Next: , Previous: ISO Random, Up: Pseudo-Random Numbers


19.8.2 BSD Random Number Functions

This section describes a set of random number generation functions that are derived from BSD. There is no advantage to using these functions with the GNU C Library; we support them for BSD compatibility only.

The prototypes for these functions are in stdlib.h.

— Function: long int random (void)

This function returns the next pseudo-random number in the sequence. The value returned ranges from 0 to RAND_MAX.

NB: Temporarily this function was defined to return a int32_t value to indicate that the return value always contains 32 bits even if long int is wider. The standard demands it differently. Users must always be aware of the 32-bit limitation, though.

— Function: void srandom (unsigned int seed)

The srandom function sets the state of the random number generator based on the integer seed. If you supply a seed value of 1, this will cause random to reproduce the default set of random numbers.

To produce a different set of pseudo-random numbers each time your program runs, do srandom (time (0)).

— Function: void * initstate (unsigned int seed, void *state, size_t size)

The initstate function is used to initialize the random number generator state. The argument state is an array of size bytes, used to hold the state information. It is initialized based on seed. The size must be between 8 and 256 bytes, and should be a power of two. The bigger the state array, the better.

The return value is the previous value of the state information array. You can use this value later as an argument to setstate to restore that state.

— Function: void * setstate (void *state)

The setstate function restores the random number state information state. The argument must have been the result of a previous call to initstate or setstate.

The return value is the previous value of the state information array. You can use this value later as an argument to setstate to restore that state.

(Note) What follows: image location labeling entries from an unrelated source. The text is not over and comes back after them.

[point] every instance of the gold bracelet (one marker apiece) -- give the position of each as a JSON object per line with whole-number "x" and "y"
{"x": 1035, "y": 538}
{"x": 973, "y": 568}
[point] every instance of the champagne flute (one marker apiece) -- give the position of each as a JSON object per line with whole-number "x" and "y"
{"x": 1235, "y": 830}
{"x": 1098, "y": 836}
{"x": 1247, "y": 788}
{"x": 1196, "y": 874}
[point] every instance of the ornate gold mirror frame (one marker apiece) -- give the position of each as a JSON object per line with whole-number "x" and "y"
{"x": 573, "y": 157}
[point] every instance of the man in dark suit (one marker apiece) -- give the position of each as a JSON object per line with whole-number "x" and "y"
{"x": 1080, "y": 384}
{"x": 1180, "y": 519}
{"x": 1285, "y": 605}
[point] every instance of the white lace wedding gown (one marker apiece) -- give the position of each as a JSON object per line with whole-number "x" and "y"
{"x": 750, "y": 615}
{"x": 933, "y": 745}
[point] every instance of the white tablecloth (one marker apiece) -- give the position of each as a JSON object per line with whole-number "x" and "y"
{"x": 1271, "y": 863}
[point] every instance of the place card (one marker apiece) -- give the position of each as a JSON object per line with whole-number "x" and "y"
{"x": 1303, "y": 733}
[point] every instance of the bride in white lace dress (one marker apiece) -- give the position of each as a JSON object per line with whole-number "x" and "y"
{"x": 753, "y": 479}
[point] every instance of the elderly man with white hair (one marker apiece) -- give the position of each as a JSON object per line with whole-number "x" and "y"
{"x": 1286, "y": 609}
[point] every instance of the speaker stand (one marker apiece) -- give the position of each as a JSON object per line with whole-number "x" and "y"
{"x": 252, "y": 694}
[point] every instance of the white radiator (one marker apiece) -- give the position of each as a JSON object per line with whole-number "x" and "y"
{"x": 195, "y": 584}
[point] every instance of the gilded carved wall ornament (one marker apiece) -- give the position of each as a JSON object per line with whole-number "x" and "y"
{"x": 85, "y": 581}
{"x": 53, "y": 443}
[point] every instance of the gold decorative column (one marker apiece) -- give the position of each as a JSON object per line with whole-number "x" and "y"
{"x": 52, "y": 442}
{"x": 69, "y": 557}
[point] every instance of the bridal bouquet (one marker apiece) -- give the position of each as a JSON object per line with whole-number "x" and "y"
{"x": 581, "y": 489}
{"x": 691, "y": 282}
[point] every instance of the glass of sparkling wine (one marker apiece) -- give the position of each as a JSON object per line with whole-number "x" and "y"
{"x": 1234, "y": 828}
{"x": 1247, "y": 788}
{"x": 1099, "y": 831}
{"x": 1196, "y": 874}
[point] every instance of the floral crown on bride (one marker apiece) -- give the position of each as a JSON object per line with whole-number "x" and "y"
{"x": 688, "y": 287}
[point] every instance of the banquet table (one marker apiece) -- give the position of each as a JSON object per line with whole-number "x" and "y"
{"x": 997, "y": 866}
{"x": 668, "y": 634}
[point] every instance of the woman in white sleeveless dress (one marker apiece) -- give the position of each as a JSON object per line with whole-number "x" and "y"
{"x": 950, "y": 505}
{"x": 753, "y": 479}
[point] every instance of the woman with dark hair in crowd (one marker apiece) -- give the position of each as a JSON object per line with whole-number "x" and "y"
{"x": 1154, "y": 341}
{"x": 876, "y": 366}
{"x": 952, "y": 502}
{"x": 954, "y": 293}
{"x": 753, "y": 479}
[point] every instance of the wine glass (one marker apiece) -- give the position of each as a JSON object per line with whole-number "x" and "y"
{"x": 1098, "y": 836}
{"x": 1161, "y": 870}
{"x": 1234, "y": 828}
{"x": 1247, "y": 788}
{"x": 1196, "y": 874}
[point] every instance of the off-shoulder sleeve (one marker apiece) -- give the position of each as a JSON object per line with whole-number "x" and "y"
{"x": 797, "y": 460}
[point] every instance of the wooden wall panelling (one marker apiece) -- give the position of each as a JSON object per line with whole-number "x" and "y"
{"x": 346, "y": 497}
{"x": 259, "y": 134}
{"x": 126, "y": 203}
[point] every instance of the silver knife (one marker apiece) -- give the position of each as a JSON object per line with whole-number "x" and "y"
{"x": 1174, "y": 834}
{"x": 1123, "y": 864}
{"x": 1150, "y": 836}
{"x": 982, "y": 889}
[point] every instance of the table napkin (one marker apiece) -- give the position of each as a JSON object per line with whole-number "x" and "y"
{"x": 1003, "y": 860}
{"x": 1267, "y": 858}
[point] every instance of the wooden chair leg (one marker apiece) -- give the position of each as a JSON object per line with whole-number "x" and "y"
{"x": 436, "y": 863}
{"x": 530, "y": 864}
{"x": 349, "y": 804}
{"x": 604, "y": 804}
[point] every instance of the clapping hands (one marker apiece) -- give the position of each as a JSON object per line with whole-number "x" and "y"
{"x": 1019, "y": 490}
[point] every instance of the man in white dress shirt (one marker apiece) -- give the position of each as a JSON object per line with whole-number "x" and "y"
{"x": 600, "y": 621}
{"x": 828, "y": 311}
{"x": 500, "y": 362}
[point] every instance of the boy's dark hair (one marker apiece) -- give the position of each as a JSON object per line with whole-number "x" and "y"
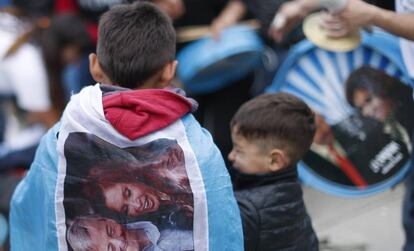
{"x": 376, "y": 82}
{"x": 282, "y": 120}
{"x": 135, "y": 42}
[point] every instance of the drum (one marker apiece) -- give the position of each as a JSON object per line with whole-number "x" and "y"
{"x": 207, "y": 65}
{"x": 363, "y": 101}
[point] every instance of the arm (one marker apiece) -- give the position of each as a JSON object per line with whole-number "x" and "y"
{"x": 358, "y": 14}
{"x": 230, "y": 15}
{"x": 289, "y": 15}
{"x": 250, "y": 221}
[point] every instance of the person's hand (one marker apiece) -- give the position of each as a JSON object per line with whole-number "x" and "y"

If the function fails the return value is NULL.

The four functions described so far in this section all work on a state which is shared by all threads. The state is not directly accessible to the user and can only be modified by these functions. This makes it hard to deal with situations where each thread should have its own pseudo-random number generator.

The GNU C Library contains four additional functions which contain the state as an explicit parameter and therefore make it possible to handle thread-local PRNGs. Beside this there is no difference. In fact, the four functions already discussed are implemented internally using the following interfaces.

The stdlib.h header contains a definition of the following type:

— Data Type: struct random_data

Objects of type struct random_data contain the information necessary to represent the state of the PRNG. Although a complete definition of the type is present the type should be treated as opaque.

The functions modifying the state follow exactly the already described functions.

— Function: int random_r (struct random_data *restrict buf, int32_t *restrict result)

The random_r function behaves exactly like the random function except that it uses and modifies the state in the object pointed to by the first parameter instead of the global state.

— Function: int srandom_r (unsigned int seed, struct random_data *buf)

The srandom_r function behaves exactly like the srandom function except that it uses and modifies the state in the object pointed to by the second parameter instead of the global state.

— Function: int initstate_r (unsigned int seed, char *restrict statebuf, size_t statelen, struct random_data *restrict buf)

The initstate_r function behaves exactly like the initstate function except that it uses and modifies the state in the object pointed to by the fourth parameter instead of the global state.

— Function: int setstate_r (char *restrict statebuf, struct random_data *restrict buf)

The setstate_r function behaves exactly like the setstate function except that it uses and modifies the state in the object pointed to by the first parameter instead of the global state.